Jeffrey Loria certainly isn’t the only owner who gets villified for pinching pennies. The Oakland Athletics are sellers more frequently than they are buyers. But they often get in return Major League ready and stud prospects in return and are generally perennial playoff contenders. And the Minnesota Twins have been criticized for chasing down second-rate free agents and not going after the “one bat” or “one arm” that would put them over the top.

But last offseason they also opened their wallets to re-sign Joe Mauer, Justin Morneau and Michael Cuddyer. And even with a $20 million-or so decrease in salary after losing Torii Hunter to Anaheim and trading Johan Santana, the team came within a one-game playoff with the Chicago White Sox of winning the American League Central.

AND with the $20 million decrease, the Twins’ payroll was still $30 million larger than Florida’s and nowhere near a point where Carl Pohlad could start pocketing his revenue sharing dollars.

And sure, is it possible the Marlins could go on a free agent frenzy, signing a couple of big-name guys and getting their payroll up to the $40 million Loria reportedly promised? Sure it is. But what’s the point. I can see it now – when those vets team with a bunch of should-be-Triple A players to be 20 games under .500 at the All-Star Break, Loria will say he made an effort. He’ll trade off his free agent signees for yet another collection of mid-level minor leaguers and go back to sucking off of the teat of the league’s large market teams.

Loria’s shenanigans have gotten ridiculous. Short of banning Loria from the game – a move I think Marlins’ fans would find defensible if not desirable at this point – Major League Baseball needs to take action to prevent revenue sharing from becoming just another bad league joke (joining decisions like having the All-Star game determine who gets homefield advantage in the World Series). Whether it’s setting a salary floor or mandating that revenue sharing funds be doled out only in the amount of 50 percent or 75 percent of total salaries and that remaining amounts will be forfeited if not spent, the league MUST act.

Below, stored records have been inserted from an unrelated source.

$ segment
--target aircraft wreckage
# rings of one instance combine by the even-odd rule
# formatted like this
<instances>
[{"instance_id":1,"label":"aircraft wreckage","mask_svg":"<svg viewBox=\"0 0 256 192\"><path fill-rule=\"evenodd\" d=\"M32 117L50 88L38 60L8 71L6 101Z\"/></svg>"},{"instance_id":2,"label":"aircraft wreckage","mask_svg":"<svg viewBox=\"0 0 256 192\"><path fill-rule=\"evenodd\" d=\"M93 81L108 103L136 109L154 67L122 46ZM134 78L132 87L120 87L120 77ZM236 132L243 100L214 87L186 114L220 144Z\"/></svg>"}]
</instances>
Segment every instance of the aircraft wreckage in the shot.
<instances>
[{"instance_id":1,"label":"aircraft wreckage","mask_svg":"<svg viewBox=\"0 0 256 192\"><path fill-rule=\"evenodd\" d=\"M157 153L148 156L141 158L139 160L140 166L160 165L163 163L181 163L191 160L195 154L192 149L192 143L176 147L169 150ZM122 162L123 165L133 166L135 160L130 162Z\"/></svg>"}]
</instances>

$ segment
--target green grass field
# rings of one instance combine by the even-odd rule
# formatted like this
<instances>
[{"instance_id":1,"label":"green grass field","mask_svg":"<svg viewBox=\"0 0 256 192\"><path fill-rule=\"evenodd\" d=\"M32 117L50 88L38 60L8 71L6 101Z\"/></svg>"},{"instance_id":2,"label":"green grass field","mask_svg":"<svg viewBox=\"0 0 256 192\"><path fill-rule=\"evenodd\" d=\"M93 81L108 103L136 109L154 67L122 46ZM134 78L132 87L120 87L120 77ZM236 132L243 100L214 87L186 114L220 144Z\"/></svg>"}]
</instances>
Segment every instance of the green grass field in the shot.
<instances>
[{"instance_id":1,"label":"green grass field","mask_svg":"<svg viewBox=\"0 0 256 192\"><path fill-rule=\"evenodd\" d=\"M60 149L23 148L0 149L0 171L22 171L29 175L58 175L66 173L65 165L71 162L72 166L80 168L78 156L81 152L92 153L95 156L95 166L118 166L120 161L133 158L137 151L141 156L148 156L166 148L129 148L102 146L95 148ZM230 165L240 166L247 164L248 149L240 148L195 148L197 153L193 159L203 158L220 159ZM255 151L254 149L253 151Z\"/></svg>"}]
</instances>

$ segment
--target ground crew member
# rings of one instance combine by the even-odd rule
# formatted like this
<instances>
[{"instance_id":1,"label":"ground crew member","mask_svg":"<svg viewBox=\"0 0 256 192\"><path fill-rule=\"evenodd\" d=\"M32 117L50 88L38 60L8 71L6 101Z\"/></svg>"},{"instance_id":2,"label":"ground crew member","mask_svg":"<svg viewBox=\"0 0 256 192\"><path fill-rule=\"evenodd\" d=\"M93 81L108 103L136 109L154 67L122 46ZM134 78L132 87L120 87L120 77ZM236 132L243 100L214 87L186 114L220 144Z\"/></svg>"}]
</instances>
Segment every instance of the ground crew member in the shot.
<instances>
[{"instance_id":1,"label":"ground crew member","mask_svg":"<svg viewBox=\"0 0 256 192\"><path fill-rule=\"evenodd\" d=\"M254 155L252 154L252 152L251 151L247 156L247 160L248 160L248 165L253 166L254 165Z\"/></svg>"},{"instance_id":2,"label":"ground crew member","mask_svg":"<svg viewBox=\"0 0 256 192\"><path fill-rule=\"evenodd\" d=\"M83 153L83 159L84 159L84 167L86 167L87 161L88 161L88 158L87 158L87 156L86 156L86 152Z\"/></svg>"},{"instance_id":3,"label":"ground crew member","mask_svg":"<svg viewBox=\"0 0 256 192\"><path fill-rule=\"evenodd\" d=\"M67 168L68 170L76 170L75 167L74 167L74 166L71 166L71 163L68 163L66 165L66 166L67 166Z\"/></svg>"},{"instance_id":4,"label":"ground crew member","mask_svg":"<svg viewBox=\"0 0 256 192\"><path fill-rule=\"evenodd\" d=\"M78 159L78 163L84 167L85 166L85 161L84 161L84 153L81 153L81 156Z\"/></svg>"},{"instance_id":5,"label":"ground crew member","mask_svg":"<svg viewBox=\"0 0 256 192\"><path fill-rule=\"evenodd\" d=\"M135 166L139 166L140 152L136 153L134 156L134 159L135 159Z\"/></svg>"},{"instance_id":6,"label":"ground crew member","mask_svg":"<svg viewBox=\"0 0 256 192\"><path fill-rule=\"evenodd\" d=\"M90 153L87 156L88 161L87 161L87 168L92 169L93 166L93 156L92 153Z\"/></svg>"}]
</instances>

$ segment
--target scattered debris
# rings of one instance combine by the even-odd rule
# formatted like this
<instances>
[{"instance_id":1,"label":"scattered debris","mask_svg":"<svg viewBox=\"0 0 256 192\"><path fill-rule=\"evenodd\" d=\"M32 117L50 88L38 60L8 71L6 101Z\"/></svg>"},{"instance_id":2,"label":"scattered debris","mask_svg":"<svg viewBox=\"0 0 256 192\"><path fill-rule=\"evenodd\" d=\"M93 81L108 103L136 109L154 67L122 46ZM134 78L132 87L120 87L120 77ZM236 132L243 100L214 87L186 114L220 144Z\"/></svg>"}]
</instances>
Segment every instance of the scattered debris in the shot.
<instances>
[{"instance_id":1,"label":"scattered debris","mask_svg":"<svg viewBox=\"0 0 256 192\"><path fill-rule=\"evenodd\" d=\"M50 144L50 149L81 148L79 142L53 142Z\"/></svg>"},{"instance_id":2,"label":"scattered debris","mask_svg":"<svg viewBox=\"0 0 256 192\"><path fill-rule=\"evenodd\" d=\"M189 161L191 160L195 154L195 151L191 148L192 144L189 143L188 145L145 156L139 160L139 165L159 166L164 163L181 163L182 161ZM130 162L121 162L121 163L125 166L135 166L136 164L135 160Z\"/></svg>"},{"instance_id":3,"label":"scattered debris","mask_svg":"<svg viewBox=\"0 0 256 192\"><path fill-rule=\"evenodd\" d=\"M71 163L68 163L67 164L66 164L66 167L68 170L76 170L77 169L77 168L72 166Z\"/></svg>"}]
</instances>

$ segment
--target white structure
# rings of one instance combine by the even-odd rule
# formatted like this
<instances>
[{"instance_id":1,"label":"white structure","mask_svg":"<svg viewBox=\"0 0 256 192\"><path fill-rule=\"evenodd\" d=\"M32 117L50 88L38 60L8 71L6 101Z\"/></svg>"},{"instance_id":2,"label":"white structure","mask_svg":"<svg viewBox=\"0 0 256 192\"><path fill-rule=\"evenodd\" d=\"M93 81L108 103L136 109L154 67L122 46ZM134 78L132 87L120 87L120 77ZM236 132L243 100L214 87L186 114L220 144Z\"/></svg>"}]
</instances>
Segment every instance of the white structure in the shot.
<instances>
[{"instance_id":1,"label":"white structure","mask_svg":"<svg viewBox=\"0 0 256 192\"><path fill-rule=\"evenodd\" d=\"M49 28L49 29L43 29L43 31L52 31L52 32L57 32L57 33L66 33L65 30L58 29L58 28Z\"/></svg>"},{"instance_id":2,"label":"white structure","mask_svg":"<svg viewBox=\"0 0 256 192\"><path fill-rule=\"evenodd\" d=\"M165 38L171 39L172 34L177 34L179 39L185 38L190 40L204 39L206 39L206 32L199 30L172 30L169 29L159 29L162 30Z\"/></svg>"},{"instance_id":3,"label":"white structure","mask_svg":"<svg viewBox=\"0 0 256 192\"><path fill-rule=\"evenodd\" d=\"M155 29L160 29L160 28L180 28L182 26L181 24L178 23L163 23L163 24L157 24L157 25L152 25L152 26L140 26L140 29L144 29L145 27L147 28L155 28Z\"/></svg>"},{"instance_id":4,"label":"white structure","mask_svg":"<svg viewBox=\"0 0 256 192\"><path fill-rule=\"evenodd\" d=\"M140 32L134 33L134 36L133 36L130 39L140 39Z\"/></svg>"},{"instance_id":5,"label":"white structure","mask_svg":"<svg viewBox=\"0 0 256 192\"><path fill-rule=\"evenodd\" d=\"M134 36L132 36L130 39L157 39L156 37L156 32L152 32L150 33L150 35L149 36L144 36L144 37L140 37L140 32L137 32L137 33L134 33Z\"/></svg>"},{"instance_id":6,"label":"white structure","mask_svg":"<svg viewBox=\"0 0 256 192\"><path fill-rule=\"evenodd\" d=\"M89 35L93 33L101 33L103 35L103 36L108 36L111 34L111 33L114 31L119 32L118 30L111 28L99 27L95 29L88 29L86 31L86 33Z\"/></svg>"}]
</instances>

The Marlins and their $22 million salary, in this day and age, are a bigger hindrance to the competitiveness of the league than the $200 million-plus salaries spent by the “large-market” teams on the east coast. And it’s not close.

By allowing this to go on Major League Baseball is complicit with Loria in perpetrating one of the great professional sports frauds of our day. It’s almost as though Major League Baseball is looking to shut down the Marlins much like it did the Expos a few years ago. When that happens, I wonder which team the league will hand Loria to dismantle next.